Following the series on the noteworthy terms of the office leasing contract, in this article we will discuss more about the payment term, one of the terms has a significant impact on the lessee’s right. Especially in the current context when the fluctuations of the real estate market as well as the operating capacity of the investor, this is raising concerns for the lessee about the stable use of the office during the lease process and the basis for the lessee to negotiate the contract extension when needed.
With the analysis below, an overview of payment issues will be provided to businesses and investors to anticipate the contents to discuss and agree with the lessor when establishing the contract.
Normally, the payment terms will stipulate the payment currency, term, suspension of payment, sanctions for late payment, and other relevant costs. Rents and related issues (such as the payment currency, whether the taxes and management fees are included in rent or not, payment schedules, etc.) are usually stated clearly which will not lead to potential risks for the lessee.
The lessee’s concerns matter is the rent fluctuation when the lease term stated in the contract ends. Currently, to be proactive for rent adjustment, the lease term usually is stipulated in the short term. When it expires, the parties will negotiate the extension of the contract. However, the method to adjust the rent for the next renewal period usually unclear. Therefore, the worst scenario is when the new rent is not agreed upon by both parties, and its unavoidable outcome is when the lessee has to choose another rental location, which is something that the lessee does not want due to the expense related to relocating the office and rearranging in a new location and its effect on their operation.

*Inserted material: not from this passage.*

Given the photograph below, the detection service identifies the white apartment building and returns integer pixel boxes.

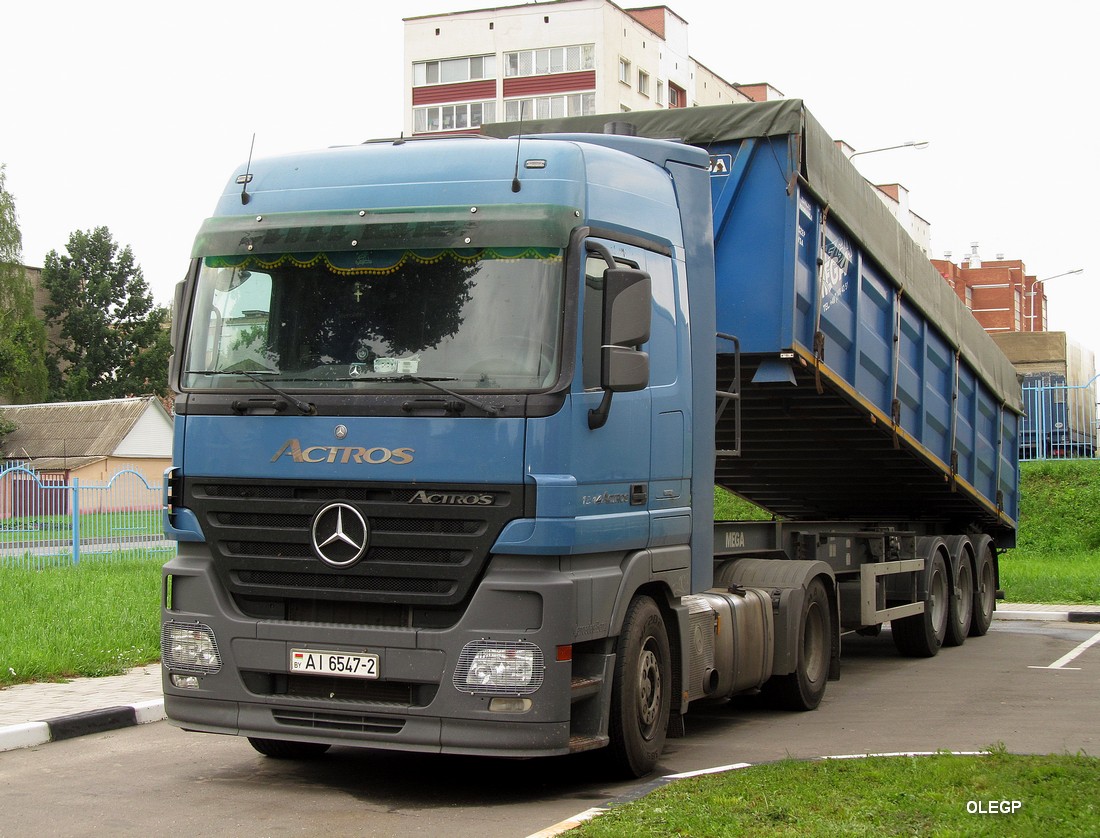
[404,0,779,136]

Therefore, for leases with unclear the lease renewal clause, the lessee should consider discussing with the lessor to control a floating margin of the rent. This is understood that there will be an increase in the rent to suit the market, but this increase is only at the level of the allowable margin recorded in the contract. The parties can also choose to agree on a certain rate of increase, and the rent including/excluding the taxes and management costs is the basis for calculating the increase. The above contents should be specifically documented in the contract so that the lessee can take the initiative in case the lease expires and the lessee wishes to continue the lease.

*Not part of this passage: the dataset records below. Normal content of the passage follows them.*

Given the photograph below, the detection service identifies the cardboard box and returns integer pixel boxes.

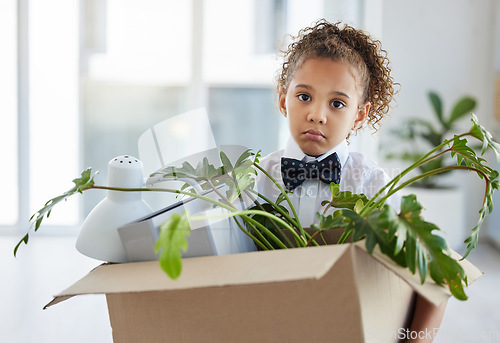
[45,242,481,343]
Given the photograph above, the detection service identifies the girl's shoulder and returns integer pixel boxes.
[343,151,400,209]
[343,151,391,185]
[345,151,381,172]
[258,149,285,169]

Most office leasing contracts will allow the lessor to take one of some actions when the lessee breaches its payment obligations, e.t. a delay in the payment of rent (including rent, management fees, and all other costs that the lessee must pay incurred during that lease term). In considering this provision, the lessee should pay attention to the lessor’s permitted actions, accordingly:
– The right of the lessor to stop providing accompanying services when the lessee is late in payment;
– How is late payment interest recognized;
– The right of the lessor to deduct the deposit to pay, and to impose additional contractual sanctions.
In addition, the cases where the suspension of payment is not a breach of contract should be considered. Usually, the said suspension will arise when the lessor or a third party takes any action that disrupts or hinders the continuous use of the leased area by the lessee. However, since not all cases are recognized the contract, when either the violation of the lessor or the actions of third parties or force majeure events arise and disrupts the use of the leased area of the lessee, their payment obligations must be fulfilled performed
The common reason for the interruptions in the use of the leased areas is that the roads in the leased area are constructed and renovated at the request of the competent authority. As a result, the construction process will affect the lessee’s operation, especially for the lessee who is renting the ground floor of the building. Depending on the form and business activities, the level of influence will also vary. The business activities that are considered the most vulnerable are those related to restaurants, food service, industries related to shopping and entertainment activities, etc.
Stability in renting office space is what a company is always looking for, including stable or fluctuating rent but within the expected control of the company. Therefore, during negotiation, the lessee needs to take the time to review or consult with experts to understand fully the terms of the contract. This will help the lessee anticipate the potential risk to agree in detail with the lessor on the methods of handling that the two parties think are most appropriate at the time of establishing the lease.
The article is based on applicable law at the time noted as above and may no longer be appropriate at the time the reader approaches this article as the applicable law has changed and the specific case that the reader wishes to apply. Therefore, the article is only for reference.